Manch ein Abgeordneter, insbesondere natürlich unter AfD und Linken, könnte auf die Idee kommen, das gesamte Manöver aufzuhalten. Sie könnten argumentieren, dass Beratungszeit fehlt. Einen solchen Fall gab es schon einmal, als der CDU-Abgeordnete Thomas Heilmann die Beratungen zum Heizungsgesetz stoppen ließ – durch einen Brief an das Bundesverfassungsgericht. Man muss also den Text für den fetten Zukunftshaushalt halbwegs schlank halten, wenn die Sache nicht in Karlsruhe scheitern soll.
Notwendiger Husarenritt
Es ist also alles in allem ein Husarenritt, aber ein notwendiger. Die richtig großen Volten der Zeitgeschichte lassen sich auf Slogans herunterbrechen, die kürzer sind als manche Werbung für Milchschokolade: „I have a dream“, „Wir schaffen das“ oder „Ich bin ein Berliner“. Friedrich Merz hat das begriffen und einen Powersatz italienischer Provenienz zitiert, um das größte Schuldenpaket der deutschen Geschichte zu vermarkten: „Whatever it takes!“, sagte er.

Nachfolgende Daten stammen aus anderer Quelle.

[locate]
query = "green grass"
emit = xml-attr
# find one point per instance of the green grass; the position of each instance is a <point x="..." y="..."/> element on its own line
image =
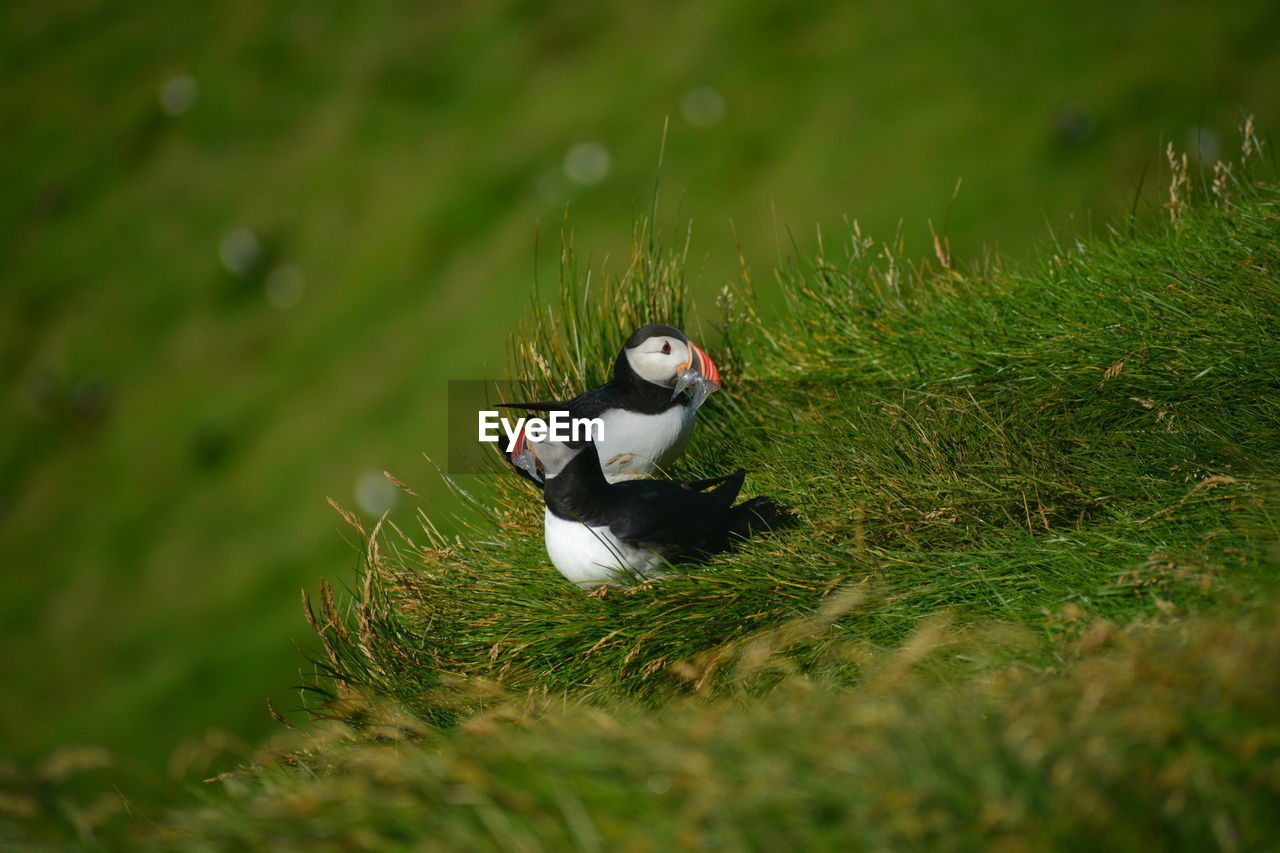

Das hat der Italiener und frühere Präsident der Europäischen Zentralbank Mario Draghi mal proklamiert, um inmitten der Euro-Krise halbwegs subtil klarzumachen, dass die EZB alles Erdenkliche tun werde, um den Euro zu retten.
„Whatever it takes“, das heißt: Schutz gegen Russland in Zeiten zerbrechender Verteidigungsbündnisse – da ist jeder Preis recht. Das schließt eigene Prinzipien ein, mag sich Merz hinzugedacht haben.
Querfront gegen die Ränder
Kritiker monieren schon die Sozialdemokratisierung der Union herbei – und wenn die Grünen, die ja ebenfalls mitstimmen müssten, auch noch Klimaschutz ins Paket verhandelt haben, darf man getrost von einer rot-schwarz-grün-gelben Querfront gegen die politischen Ränder sprechen.
Insbesondere die AfD wird bis in den nächsten Wahlkampf daran erinnern. Mit der CDU unter Merz sei nun keine Koalition mehr drin, sagte Parteichefin Alice Weidel schon bei Markus Lanz, weil die CDU ihre Wähler betrogen habe. Sie wird dies auch erzählen, wenn der deutsche Haushalt unter gigantischen Zinslasten ächzen wird und wir schlimmstenfalls eine Legislatur voll Streitigkeiten über Ausgabenpolitik hinter uns haben.
Das einzige, was gegen eine weitere Wachstumsspritze für die AfD hilft: Die künftige Koalition muss so geräuschlos weiterarbeiten, wie sie sich auf den Mega-Schulden-Deal geeinigt hat.